Mar 10th, 2013 by Håkan
Q: What is it? A: A rustic and friendly outpost of great Norwegian service (yes, you did read that sentence correctly!) and a homey atmosphere, albeit with rooms on the smaller side.
I arrived with an opinion. Shame on me.
Perhaps I should clarify, I didn’t arrive with an opinion about the hotel, but about Norwegian hospitality. Our friends and neighbors have had at least 25 years to impress me, but failed miserably. But on arrival to this hotel I instantly felt genuinely welcome! Yes… in Norway! If the Basecamp Explorer is a sign of the days to come – it’s a good sign. However, you won’t find the Basecamp Trapper’s Hotel on the Norwegian mainland. It’s situated right at the heart of Longyearbyen, north of the 78th parallel but it’s still managed and manned by Norwegians.
Sleeping like a log surrounded by… logs.
”…decorated in traditional trapper’s style” they say on their website. Very true, it’s more rustic than most. One guide also told me that the founder of this hotel ”borrowed” a lot of wood from the former mining settlement in Coles Bay. It might just be true. Much of the lodge seems to be constructed by real driftwood. It could look Disney-ish, but it doesn’t.
Rooms are nice (and of course rustic) not very spacious.
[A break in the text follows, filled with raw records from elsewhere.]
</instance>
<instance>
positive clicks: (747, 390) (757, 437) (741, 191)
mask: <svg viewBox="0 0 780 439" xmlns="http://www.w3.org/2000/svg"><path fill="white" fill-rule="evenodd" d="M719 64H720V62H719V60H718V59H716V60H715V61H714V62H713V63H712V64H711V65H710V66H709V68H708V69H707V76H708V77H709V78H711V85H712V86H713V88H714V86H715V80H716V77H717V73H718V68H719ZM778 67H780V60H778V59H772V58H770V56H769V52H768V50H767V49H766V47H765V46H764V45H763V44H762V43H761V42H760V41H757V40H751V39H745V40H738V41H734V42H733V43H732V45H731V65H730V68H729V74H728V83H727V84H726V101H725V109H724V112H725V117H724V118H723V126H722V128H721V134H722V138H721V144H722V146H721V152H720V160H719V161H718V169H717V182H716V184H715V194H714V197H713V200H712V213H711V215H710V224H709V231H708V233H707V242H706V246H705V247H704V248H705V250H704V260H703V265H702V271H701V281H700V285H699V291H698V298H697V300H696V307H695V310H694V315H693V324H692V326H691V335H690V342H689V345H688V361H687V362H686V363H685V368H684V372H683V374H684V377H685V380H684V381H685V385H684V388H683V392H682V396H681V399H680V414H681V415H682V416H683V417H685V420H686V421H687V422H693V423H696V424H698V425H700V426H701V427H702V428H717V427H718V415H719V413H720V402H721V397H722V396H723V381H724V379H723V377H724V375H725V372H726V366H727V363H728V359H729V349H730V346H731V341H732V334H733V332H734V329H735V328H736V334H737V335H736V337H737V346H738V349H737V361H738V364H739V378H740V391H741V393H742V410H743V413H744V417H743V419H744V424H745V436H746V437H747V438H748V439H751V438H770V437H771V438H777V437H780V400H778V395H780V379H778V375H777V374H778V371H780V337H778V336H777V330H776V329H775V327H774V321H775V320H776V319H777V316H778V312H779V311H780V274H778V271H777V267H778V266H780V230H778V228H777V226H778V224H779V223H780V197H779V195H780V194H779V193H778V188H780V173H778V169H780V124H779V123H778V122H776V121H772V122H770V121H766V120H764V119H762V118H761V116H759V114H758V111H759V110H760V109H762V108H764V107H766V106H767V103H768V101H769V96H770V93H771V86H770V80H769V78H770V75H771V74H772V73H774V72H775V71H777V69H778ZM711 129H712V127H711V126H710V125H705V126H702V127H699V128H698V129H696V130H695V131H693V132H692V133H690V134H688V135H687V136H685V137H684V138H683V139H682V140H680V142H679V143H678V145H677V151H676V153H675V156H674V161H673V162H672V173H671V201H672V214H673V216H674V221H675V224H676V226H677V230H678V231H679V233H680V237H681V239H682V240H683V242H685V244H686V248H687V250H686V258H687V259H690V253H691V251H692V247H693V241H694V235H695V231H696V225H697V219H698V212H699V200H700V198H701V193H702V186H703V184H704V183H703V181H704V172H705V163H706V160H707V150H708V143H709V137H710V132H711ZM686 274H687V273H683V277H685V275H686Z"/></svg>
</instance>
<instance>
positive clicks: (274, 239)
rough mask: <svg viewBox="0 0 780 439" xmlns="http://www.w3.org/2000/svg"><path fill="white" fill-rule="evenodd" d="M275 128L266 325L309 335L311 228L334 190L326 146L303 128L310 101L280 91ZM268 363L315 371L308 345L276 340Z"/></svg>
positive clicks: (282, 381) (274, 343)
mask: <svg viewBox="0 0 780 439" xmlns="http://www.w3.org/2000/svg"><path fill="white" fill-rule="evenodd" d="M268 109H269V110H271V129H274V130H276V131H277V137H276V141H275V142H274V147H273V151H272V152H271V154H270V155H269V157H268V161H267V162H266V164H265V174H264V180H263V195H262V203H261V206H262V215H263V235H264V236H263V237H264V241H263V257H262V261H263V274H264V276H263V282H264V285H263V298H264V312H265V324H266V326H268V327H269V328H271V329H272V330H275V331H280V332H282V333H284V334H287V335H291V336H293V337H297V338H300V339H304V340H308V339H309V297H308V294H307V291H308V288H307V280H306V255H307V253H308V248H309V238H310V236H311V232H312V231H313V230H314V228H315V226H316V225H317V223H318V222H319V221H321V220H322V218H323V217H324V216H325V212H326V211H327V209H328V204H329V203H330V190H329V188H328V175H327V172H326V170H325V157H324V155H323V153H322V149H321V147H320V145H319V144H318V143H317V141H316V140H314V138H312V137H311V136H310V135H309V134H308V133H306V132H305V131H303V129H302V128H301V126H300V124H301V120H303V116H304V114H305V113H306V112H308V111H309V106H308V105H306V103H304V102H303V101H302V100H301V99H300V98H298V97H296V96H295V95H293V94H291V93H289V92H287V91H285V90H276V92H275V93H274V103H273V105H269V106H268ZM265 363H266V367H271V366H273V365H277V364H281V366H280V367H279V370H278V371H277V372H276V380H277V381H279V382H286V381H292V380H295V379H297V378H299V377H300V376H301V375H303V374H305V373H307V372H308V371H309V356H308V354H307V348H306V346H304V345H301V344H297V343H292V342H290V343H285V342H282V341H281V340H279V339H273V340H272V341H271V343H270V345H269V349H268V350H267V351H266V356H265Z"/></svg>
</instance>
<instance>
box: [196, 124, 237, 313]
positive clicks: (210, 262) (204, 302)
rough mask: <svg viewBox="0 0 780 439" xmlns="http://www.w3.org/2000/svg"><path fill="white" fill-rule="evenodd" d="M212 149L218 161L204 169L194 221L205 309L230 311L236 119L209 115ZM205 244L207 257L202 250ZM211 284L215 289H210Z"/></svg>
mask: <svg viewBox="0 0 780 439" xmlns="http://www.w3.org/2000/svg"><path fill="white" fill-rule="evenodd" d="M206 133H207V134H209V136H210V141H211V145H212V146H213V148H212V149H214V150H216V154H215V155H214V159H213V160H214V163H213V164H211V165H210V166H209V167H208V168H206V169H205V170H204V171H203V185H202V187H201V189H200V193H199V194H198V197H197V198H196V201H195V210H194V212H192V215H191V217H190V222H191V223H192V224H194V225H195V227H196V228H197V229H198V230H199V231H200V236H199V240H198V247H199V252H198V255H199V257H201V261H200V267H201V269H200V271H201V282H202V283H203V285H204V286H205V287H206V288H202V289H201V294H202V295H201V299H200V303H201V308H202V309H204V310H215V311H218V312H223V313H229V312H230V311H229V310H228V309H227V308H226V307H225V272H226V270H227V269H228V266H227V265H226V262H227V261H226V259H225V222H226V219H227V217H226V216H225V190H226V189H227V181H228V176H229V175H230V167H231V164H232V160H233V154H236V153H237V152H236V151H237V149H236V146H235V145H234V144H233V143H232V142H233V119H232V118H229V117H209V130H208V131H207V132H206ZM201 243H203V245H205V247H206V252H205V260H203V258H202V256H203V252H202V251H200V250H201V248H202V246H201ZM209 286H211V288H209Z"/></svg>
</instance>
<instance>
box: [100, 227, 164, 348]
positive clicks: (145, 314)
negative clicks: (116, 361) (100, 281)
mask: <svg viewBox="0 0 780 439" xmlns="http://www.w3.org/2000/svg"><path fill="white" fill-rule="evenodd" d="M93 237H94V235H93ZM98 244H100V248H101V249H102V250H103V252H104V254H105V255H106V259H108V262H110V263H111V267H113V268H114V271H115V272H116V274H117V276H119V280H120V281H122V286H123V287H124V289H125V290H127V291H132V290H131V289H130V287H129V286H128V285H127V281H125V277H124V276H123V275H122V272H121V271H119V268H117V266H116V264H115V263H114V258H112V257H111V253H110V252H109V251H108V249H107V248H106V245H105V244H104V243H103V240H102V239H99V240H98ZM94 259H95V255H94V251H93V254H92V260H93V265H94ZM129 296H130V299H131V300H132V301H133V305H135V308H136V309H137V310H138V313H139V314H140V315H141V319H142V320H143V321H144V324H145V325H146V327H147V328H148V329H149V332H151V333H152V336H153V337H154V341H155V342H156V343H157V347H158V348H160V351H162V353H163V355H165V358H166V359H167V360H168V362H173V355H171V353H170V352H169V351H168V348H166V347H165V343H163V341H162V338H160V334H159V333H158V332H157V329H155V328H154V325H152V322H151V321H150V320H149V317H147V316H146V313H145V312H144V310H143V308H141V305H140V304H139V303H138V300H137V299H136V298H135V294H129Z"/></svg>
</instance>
The relative lack of space is OK. Worse is that they don’t offer you a lot of opportunities to store your stuff. Clothes will be piling up if you don’t maintain an almost military discipline. Room for improvement, dear Basecamp!
Saves the morning: Waffles!
Breakfast is what separates a good hotel from a great hotel and at the Basecamp Explorer they know how to pull it off. The expected selection of bread, cereal and juice is there along with various kinds of ham, cheese and even herring. Omelette or scrambled eggs? Fo’sho. And… Tadaa! Waffles! You will have to work the waffle iron yourself, but I don’t see it as a disadvantage. The breakfast may get a little crowded despite the relatively small size of the hotel, so sound the reveille early.
The restaurant Kroa shares the building with the hotel. You’ll get there through a convenient connecting door. The staff is very friendly and you’ll be able to feast on smoked mink whale (see above) and shellfish soup before attacking the catch of the day.
No television in the rooms?
This is not the place for those of you who’d like to follow Snooki’s adventures on the Jersey Shore but WiFi is free (waaay better than television, if you ask me). Also, there are no minibar in the room but free coffee and cookies in the lobby. As long as you adapt to the Longyearbyen tradition of taking of your shoes off, leaving them in the reception, you will feel very much at home at the Fangstmannshotellet. Most good vibes at this hotel can be traced back to its most valuable asset: The staff. A very special thanks goes to Marthe, who could definitely teach the folks at the nearby Radisson hotel a thing or two. She and her team showed that there’s hope for Norwegian hospitality. Yes, yes y’all and you don’t stop. Y’all definitely proved that.
For the record: Hunting whales is a highly primitive and irresponsible act and should be banned permanently.